4. Turbocharge logistics flexibility

    • Work with authorities to understand potential lockdown areas and how you will be able to deliver in those areas.
    • Revisit your transport and delivery plan with a focus on getting stock as close to stores as possible. You may need to switch tactics completely, by delivering directly to stores vs. distribution centers, for example.
    • Free up freight capacity by stopping planned deliveries of nonessential categories and aggressively enforcing minimum order quantities for freight. If short on capacity, work with retailers to see if near-term backhaul or customer pickup opportunities are available.
    • Work with your logistics providers, or even your competitors, to leverage joint capacity, including exploring third-party on-demand logistics providers or less-than-truckload (LTL) flexible distribution options.
    • Try to use different logistics providers for different warehouses and distribution centers, as segmenting transport flows helps mitigate the risk of transmission. 
    • Ensure that external logistics partners (such as delivery fleets) adhere to elevated hygiene standards, and sanitize trucks and vans as needed.
    • Be agile with logistics. Consider moving inventory around your own network or out of customer warehouses if needed elsewhere.

5. Stay close to customers while adjusting to demand

    • In critical channels, make your account managers available for real-time, spontaneous customer conversations. Customers will expect a new level of closeness and more frequent communication.
    • Shift the focus of key account management from traditional buying negotiations to ensuring the continuity of supply. For the most critical categories and customers, this could mean making temporary compromises, such as loosening accounts receivable terms. For retailers, this could mean adjusting to short-term measures, such as lifting on-time, in-full fines.
    • Work within agile, multifunctional teams (virtually, if in-person colocation becomes impossible) to quickly resolve pain points and bottlenecks and offer creative, resourceful solutions to clients. For example, swiftly transmit customer order information to S&OP to adjust production plans. Brainstorm with the logistics team to come up with alternative delivery mechanisms for customer distribution centers in affected areas.

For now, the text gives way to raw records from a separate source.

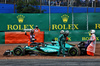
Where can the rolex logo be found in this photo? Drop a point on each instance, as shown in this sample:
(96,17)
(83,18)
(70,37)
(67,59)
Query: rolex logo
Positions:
(20,18)
(65,18)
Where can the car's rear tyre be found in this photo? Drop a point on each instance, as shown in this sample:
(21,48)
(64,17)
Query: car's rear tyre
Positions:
(73,51)
(18,51)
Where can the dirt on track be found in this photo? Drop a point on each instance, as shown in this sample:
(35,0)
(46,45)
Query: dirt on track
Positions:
(3,48)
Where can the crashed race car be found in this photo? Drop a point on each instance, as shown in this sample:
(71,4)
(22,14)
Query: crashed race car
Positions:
(48,49)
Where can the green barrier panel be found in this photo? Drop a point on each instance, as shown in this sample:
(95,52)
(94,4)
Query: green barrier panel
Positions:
(2,37)
(61,21)
(94,21)
(18,22)
(76,35)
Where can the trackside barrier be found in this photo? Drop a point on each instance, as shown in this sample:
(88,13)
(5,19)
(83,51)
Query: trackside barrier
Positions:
(20,37)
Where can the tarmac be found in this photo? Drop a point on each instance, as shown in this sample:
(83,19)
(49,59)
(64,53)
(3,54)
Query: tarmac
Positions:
(50,62)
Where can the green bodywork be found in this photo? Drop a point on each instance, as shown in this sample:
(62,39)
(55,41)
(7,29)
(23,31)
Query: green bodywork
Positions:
(48,48)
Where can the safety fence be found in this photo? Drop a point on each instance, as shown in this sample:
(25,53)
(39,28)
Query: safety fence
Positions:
(52,22)
(47,36)
(79,25)
(9,8)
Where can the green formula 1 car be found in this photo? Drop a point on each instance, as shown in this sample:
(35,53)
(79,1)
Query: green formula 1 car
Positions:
(47,49)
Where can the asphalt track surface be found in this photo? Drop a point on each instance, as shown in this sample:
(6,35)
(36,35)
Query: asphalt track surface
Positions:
(50,62)
(46,61)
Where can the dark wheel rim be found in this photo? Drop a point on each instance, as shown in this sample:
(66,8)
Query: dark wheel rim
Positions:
(18,52)
(73,52)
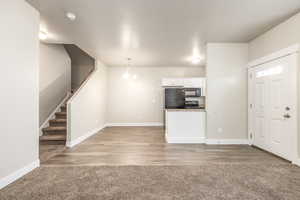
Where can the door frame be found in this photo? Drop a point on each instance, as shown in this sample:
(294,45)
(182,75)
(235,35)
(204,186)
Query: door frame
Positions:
(292,50)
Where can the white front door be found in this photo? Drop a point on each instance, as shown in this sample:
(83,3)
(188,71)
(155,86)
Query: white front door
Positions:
(275,105)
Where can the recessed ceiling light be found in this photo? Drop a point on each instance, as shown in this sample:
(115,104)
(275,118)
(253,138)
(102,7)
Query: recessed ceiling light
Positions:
(43,35)
(196,60)
(71,16)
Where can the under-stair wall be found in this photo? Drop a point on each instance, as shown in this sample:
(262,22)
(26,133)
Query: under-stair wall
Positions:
(54,78)
(86,110)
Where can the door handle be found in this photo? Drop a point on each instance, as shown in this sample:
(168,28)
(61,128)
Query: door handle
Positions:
(287,116)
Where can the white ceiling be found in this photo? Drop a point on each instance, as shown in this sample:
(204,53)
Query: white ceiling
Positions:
(158,32)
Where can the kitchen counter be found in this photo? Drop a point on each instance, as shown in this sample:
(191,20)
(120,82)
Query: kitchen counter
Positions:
(185,126)
(186,110)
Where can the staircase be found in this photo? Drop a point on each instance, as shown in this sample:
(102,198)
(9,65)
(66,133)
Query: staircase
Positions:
(56,132)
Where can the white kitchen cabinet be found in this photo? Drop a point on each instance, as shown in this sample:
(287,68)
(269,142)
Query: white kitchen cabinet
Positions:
(184,82)
(185,126)
(172,82)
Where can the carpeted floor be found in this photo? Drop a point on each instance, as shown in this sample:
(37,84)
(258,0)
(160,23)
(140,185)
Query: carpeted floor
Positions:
(218,181)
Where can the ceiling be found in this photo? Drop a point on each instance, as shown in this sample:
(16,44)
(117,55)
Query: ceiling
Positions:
(158,32)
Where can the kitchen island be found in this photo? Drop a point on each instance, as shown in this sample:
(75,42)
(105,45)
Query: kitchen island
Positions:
(185,126)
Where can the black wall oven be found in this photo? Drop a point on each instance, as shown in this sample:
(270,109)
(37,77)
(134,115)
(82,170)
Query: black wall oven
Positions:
(174,98)
(192,92)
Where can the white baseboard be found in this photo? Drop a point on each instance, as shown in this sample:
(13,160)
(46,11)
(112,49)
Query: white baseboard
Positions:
(227,141)
(52,115)
(184,140)
(296,162)
(18,174)
(135,124)
(77,141)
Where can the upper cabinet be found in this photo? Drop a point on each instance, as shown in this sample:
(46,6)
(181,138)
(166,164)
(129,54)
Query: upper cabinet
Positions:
(172,82)
(184,82)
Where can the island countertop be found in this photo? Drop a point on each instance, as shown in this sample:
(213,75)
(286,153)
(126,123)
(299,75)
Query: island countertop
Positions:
(186,110)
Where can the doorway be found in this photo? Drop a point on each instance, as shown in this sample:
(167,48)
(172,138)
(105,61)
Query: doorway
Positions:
(273,106)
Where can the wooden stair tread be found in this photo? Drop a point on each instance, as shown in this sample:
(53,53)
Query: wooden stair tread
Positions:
(53,138)
(61,113)
(58,120)
(55,128)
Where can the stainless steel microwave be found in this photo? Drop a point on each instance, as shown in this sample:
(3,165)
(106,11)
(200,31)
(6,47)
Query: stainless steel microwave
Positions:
(193,92)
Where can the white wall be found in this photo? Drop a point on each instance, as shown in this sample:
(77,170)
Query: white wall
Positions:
(227,91)
(87,108)
(141,100)
(54,78)
(19,86)
(280,37)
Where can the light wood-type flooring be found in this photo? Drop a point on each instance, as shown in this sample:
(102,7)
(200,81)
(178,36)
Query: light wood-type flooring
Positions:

Agree with the manufacturing team to produce larger batches of specific SKUs to increase product availability. 
    • Accelerate online retail. Categories moving online during the outbreak are likely to move there for the long term. This means shifting toward pack sizes that are fit-for-purpose for online sales. For some brands, this will be a turning point to fully embrace online channels. Others will go one step further and consider auto-replenishment features.
    • Within online retail, keep a close eye on third-party sellers that may capitalize on the health crisis by reselling your goods at inflated prices. Leverage your strong customer relationships to curtail such price gouging as swiftly as possible.
    • In certain categories, focus on larger pack types or bulk buying to adjust to purchase patterns.
    • Control pricing and promotions. Reset promotion levels at typical category averages to avoid burning up budgets unnecessarily. For sensitive product categories such as disinfectant, medical supplies and hand sanitizer, consider ceasing promotional activity. (In certain countries, the prices for these items are fixed by the government.)
    • Repurpose time and energy that you might have spent on pricing/promotion conversations to broader supply-focused topics. Doing what it takes to help often-vulnerable retailers succeed and maintain stock during the crisis can pay dividends in future customer relationships.
    • Stay close to on-trade customers and wholesalers particularly, as they are likely suffering. Consumer goods companies serving the on-trade channel face a tricky situation. They need to balance conservative credit policies aimed at minimizing future losses with a policy of extending a lifeline to the out-of-home customers and distributors that may face bad debt fallouts in the near future. This is an opportunity to closely examine your customer network and determine which relationships to preserve in a worst-case scenario. Similarly, recognize that mom-and-pop shops may also be at risk, given cash flow shortages.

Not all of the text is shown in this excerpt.